Ознакомительная версия. Доступно 10 страниц из 48
Бродячий поэт в состоянии хмельного созерцания красоты лунного света над рекой мог упасть в реку и утонуть, но остаться при этом не в меньшей степени поэтом. Погоня за совершенством – трудное и долгое дело, но время не имело значения в Китае.
Художник довольствовался нанесением на шелк чуть-чуть краски, изображая птицу на ветке или покрытую снежной шапкой гору. Одна деталь передавала совершенство.
Астролог на крыше среди своих медных глобусов и квадрантов отмечал каждое движение звезды.

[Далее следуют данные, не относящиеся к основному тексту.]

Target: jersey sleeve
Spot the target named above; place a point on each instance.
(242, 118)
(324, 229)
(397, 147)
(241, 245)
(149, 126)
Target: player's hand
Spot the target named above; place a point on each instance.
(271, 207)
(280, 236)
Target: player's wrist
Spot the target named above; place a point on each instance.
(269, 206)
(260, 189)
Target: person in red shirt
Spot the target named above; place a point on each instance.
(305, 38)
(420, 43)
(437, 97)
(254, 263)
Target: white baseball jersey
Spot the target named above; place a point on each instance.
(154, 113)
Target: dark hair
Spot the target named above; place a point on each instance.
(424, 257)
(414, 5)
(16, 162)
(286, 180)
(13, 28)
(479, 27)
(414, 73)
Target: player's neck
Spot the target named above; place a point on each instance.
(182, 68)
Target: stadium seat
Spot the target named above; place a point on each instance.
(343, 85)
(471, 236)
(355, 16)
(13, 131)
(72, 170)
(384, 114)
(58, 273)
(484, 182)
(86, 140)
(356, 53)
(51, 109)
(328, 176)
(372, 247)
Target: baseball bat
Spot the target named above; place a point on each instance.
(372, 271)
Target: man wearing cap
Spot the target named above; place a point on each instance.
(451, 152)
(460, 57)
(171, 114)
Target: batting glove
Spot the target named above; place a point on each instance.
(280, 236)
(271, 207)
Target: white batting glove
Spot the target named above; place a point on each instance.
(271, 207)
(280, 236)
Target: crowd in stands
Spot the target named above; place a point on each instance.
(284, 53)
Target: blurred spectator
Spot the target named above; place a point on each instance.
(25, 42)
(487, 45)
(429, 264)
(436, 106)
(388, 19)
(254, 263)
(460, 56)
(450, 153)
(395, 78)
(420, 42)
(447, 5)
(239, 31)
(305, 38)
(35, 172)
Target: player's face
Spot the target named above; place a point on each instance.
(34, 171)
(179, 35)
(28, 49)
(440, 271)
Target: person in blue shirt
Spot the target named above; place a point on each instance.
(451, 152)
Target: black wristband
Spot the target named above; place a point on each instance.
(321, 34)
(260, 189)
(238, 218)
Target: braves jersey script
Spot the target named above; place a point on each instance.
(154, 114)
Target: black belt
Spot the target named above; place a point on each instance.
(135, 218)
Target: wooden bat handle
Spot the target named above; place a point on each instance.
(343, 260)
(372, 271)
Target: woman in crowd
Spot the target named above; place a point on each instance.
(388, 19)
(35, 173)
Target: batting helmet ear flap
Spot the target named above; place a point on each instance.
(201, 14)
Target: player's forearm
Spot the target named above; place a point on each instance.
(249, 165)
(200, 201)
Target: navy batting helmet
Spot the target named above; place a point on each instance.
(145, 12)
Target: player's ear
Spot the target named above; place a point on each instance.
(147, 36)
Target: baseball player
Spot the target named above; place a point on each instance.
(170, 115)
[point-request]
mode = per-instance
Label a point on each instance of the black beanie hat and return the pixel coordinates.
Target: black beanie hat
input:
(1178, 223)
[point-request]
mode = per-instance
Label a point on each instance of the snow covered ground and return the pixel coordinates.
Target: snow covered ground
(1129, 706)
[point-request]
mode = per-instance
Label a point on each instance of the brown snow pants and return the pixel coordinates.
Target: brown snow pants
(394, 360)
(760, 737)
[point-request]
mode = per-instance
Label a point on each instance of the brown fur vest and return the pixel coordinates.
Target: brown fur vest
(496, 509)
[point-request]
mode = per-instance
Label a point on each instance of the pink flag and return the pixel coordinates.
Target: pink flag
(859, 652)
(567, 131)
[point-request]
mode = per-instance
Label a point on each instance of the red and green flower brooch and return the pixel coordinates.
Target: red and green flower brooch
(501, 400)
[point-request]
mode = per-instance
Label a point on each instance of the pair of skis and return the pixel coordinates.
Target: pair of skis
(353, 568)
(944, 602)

Менестрель мог философски задумчиво спеть о войне: «Ни одна птица уже не нарушает мертвую тишину, охватившую крепостные стены. Лишь ветер свистит в длинной ночи, в которой духи умерших бродят во мраке. Бледная луна бросает мерцающий свет на падающий снег. Крепостные рвы полны замерзшей крови и тел убитых, бороды которых стали твердыми от мороза. Все стрелы выпущены, все тетивы порваны. Сила боевых коней ушла. Так выглядит город Хан-ли после нашествия врага». Так менестрель, перед взором которого предстала картина смерти, рассказал о том, как выглядели города после нашествия врага, и это осталось в анналах истории Китая.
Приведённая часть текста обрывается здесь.